We are looking for a Senior DevOps Engineer (7+ years) to own and scale our cloud and DevOps infrastructure as we expand our AI and SaaS platforms. This is a hands-on role for someone who can design, build, and operate highly available, secure, and scalable systems at production scale.
Responsibilities:
- Design, build, and manage scalable cloud infrastructure on AWS (primary), with exposure to GCP and Azure.
- Architect auto-scaling, high-availability (HA), and disaster recovery (DR) systems with defined RPO/RTO.
- Design multi-region network architectures (VPCs, subnets, peering, NAT, trust zones).

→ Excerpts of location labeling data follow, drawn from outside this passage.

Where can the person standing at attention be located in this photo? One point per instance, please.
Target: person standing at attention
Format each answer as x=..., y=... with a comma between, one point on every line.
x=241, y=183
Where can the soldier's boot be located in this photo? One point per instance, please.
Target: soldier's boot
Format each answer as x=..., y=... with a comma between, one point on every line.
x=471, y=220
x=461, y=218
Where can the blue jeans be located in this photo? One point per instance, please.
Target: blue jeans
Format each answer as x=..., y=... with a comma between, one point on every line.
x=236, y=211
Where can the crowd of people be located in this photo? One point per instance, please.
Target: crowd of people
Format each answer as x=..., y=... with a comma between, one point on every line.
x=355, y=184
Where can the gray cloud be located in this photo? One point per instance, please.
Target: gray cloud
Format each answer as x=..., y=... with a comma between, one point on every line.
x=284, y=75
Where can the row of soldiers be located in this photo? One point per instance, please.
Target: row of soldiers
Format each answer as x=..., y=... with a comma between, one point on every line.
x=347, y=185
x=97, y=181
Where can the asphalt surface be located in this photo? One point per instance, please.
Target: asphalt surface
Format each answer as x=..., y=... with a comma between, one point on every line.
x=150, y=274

- Implement Infrastructure as Code (IaC) for automated provisioning and management.
- Set up, manage, and monitor large-scale Kubernetes clusters.
- Manage persistent volumes, networking, and Kubernetes network policies at scale.
- Ensure best practices for reliability, security, and performance.
- Design and maintain CI/CD pipelines to improve developer productivity.
- Track and improve DevOps metrics (e. g., DORA).
- Implement observability and monitoring for system health and performance.
- Troubleshoot critical production issues and drive long-term fixes.
- Integrate security practices (SAST, DAST, etc. ) into CI/CD workflows.
- Design systems aligned with compliance standards, manage audits and renewals.
- Work closely with engineering teams to align DevOps strategy with product goals.
- Provide technical guidance and best practices for deployment and scaling.
Requirements:
- CKA certification preferred.
- 7+ years of experience in DevOps / Cloud / Infrastructure roles.
- Strong hands-on expertise across AWS, GCP, and Azure.
- Proven experience designing HA, DR, and large-scale distributed systems.
- Deep understanding of Kubernetes, CI/CD, and cloud networking.
- Strong troubleshooting skills with a root-cause analysis mindset.
- Experience in AI, SaaS, or mid-stage startups is a strong plus.
- Ability to lead by example in hands-on environments.
Regards,
TA Team